We are looking for Site Reliability Engineers with proven experience of cloud infrastructure, software engineering and SRE practices.
You will work within the client SRE and DevOps teams and proactively engage with other business areas and product and project teams with regards to their use and exploitation of cloud resources to maximise the value generated.
Re: SRE practices you should have evidence of working with Error Budget policies and practices, Toil identification, mitigation and elimination, Observability tools and techniques, blameless post-mortems, and incident management improvements
This engagement will support both central IT teams and business teams in their designs and delivery of technologies and solutions. The role will also support and guide other team members and work with Cloud Architects in regarding function and platform wide features, technologies and configurations that ensure the platform is supportable, secure and consistent for use within client domains. Day to day you will be required to onboard new initiatives and support the current cloud estate.

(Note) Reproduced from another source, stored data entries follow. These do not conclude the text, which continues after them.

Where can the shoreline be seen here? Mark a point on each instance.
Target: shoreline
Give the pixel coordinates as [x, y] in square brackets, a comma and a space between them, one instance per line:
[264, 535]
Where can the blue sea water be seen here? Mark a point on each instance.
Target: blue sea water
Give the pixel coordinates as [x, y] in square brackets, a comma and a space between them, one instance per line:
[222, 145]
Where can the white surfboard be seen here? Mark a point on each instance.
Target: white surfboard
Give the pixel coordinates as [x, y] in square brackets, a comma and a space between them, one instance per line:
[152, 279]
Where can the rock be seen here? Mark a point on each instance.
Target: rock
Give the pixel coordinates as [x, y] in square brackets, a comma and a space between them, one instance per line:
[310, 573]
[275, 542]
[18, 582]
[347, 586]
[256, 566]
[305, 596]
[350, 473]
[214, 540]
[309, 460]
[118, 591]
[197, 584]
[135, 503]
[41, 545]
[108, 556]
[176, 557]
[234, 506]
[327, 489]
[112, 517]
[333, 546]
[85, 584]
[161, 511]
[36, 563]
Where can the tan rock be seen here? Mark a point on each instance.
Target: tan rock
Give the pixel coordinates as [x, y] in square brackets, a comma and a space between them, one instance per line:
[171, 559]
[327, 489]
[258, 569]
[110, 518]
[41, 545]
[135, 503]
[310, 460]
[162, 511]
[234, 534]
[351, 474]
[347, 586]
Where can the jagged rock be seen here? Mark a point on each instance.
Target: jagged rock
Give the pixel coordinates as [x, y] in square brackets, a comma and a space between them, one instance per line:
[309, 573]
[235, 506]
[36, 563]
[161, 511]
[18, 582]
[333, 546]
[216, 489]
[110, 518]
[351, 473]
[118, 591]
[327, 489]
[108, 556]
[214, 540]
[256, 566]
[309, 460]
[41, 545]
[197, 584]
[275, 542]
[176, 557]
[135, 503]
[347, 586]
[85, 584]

Our SRE teams are often an evolving part of the Site Reliability Engineering function within client domains. As a significant member of this function you will find excellent opportunities to grow and broaden your skills and experience. We encourage all team members to share their passion of innovative problem solving, quality-first coding and DevOps/SRE practices to help evolve the team and function
What you'll Need:
It is essential that you have strong experience in and exposure to Enterprise API, Continuous Integration, Test Driven Development and Infrastructure as Code.
Unix OS experience is preferred and ideally, recent experience in container orchestration (Docker, Kubernetes, etc) and a scripting language (e.g. Python, Bash).
You will need experience of at least one major cloud provider (preferably Azure, GCP or AWS,) and ideally Kubernetes experience. Strong experience of Site Reliability Engineering practices and principles is also required.
In addition to the above, you will also have;
- Proven track record of working in a complex and multi-faceted organisation using a wide variety of current and legacy IT technology components.
- Strong exposure to both waterfall based and Agile/Scrum based methodologies
- Relevant and current software development / engineering experience covering all aspects including all security and privacy aspects, error handling, monitoring and logging.
- Awareness of architecture practices.